More recently, Java has apparently gained some native PulseAudio support in some fashion. Of course, I couldn't actually get it to work, even after running the PulseAudio daemon but some kind Debian developer decided that sound should be broken by default for all Java applications and selected the PulseAudio back-end in the Java audio configuration file.

Fixing that involved learning about said Java audio configuration file and then applying patch to revert the Debian packaging damage.

$ cat /usr/lib/jvm/java-7-openjdk-amd64/jre/lib/sound.properties
...
#javax.sound.sampled.Clip=org.classpath.icedtea.pulseaudio.PulseAudioMixerProvider
#javax.sound.sampled.Port=org.classpath.icedtea.pulseaudio.PulseAudioMixerProvider
#javax.sound.sampled.SourceDataLine=org.classpath.icedtea.pulseaudio.PulseAudioMixerProvider
#javax.sound.sampled.TargetDataLine=org.classpath.icedtea.pulseaudio.PulseAudioMixerProvider

javax.sound.sampled.Clip=com.sun.media.sound.DirectAudioDeviceProvider
javax.sound.sampled.Port=com.sun.media.sound.PortMixerProvider
javax.sound.sampled.SourceDataLine=com.sun.media.sound.DirectAudioDeviceProvider
javax.sound.sampled.TargetDataLine=com.sun.media.sound.DirectAudioDeviceProvider

You can see the PulseAudio mistakes at the top of that listing, with the corrected native interface settings at the bottom.

Java and single-open ALSA drivers

It used to be that ALSA drivers could support multiple applications having the device open at the same time. Those with hardware mixing would use that to merge the streams together; those without hardware mixing might do that in the kernel itself. While the latter is probably not a great plan, it did make ALSA a lot more friendly to users.

My new laptop is not friendly, and returns EBUSY when you try to open the PCM device more than once.

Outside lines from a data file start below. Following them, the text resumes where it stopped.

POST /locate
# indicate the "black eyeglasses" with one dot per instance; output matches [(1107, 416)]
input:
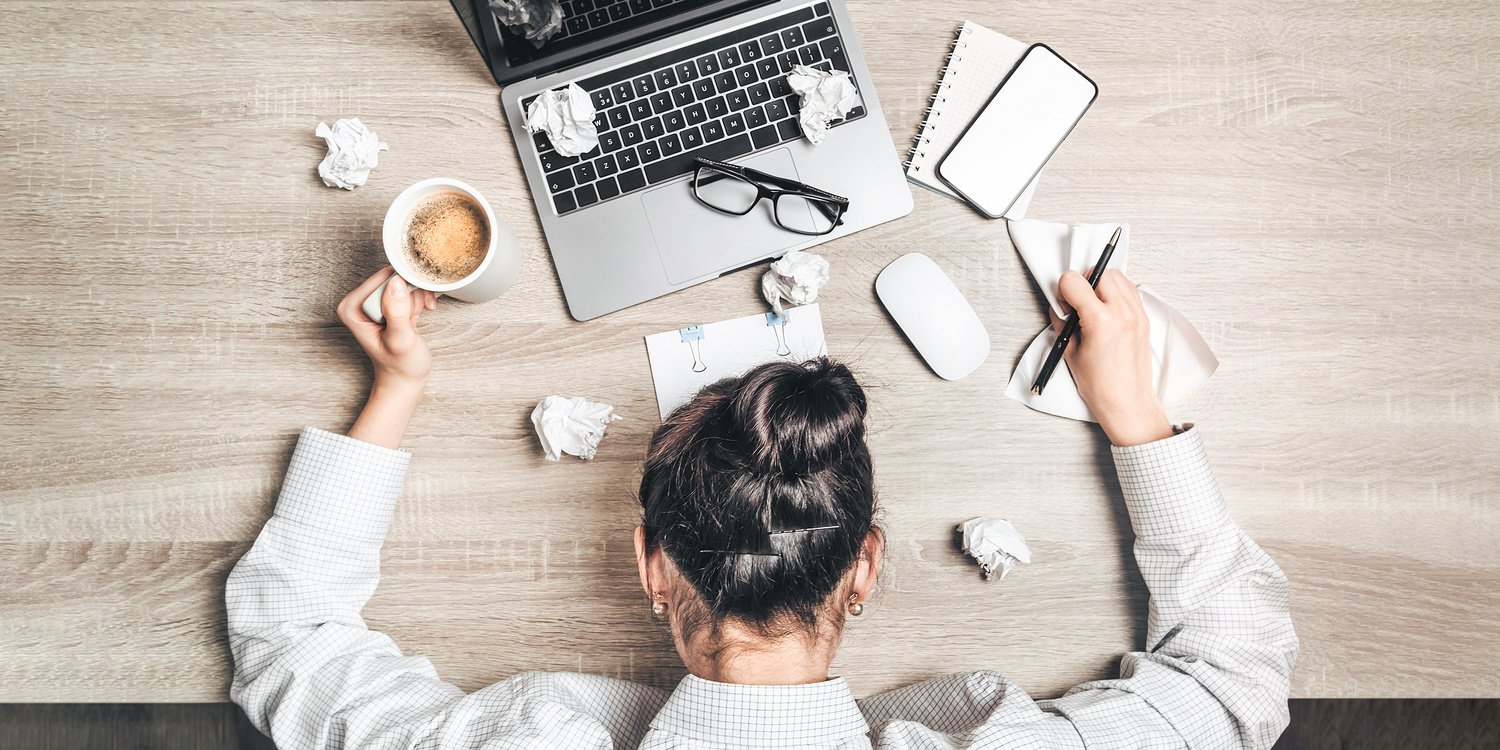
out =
[(795, 206)]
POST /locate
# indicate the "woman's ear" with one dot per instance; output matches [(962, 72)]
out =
[(648, 563), (867, 569)]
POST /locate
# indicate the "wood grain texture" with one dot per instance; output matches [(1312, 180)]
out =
[(1311, 183)]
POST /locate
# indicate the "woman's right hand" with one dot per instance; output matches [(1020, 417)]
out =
[(1110, 357)]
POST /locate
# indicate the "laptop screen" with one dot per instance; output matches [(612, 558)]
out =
[(525, 38)]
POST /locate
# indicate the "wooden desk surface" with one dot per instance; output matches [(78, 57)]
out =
[(1311, 183)]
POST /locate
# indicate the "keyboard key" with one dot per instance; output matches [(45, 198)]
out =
[(653, 129), (554, 161), (765, 137), (632, 180), (560, 180), (683, 164), (585, 195), (833, 50), (606, 188), (627, 159)]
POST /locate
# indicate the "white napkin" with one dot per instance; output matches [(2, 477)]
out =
[(995, 545), (353, 152), (572, 426), (536, 20), (794, 278), (1181, 357), (827, 95), (567, 117)]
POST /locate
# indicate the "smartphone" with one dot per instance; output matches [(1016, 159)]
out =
[(1025, 122)]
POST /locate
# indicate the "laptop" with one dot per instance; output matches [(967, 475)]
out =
[(677, 80)]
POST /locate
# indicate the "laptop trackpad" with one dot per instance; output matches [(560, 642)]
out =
[(696, 240)]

After downloading the jdk and alsa library sources, I figured out that Java was trying to open the PCM device multiple times when using the standard Java sound API in the simplest possible way. I thought I was going to have to fix Java, when I figured out that ALSA provides user-space mixing with the 'dmix' plugin. I enabled that on my machine and now all was well.

$ cat /etc/asound.conf
pcm.!default {
    type plug
    slave.pcm "dmixer"
}

pcm.dmixer  {
    type dmix
    ipc_key 1024
    slave {
        pcm "hw:1,0"
        period_time 0
        period_size 1024
        buffer_size 4096
        rate 44100
    }
    bindings {
        0 0
        1 1
    }
}

ctl.dmixer {
    type hw
    card 1
}

ctl.!default {
    type hw
    card 1
}

As you can see, my sound card is not number 0, it's number 1, so if your card is a different number, you'll have to adapt as necessary.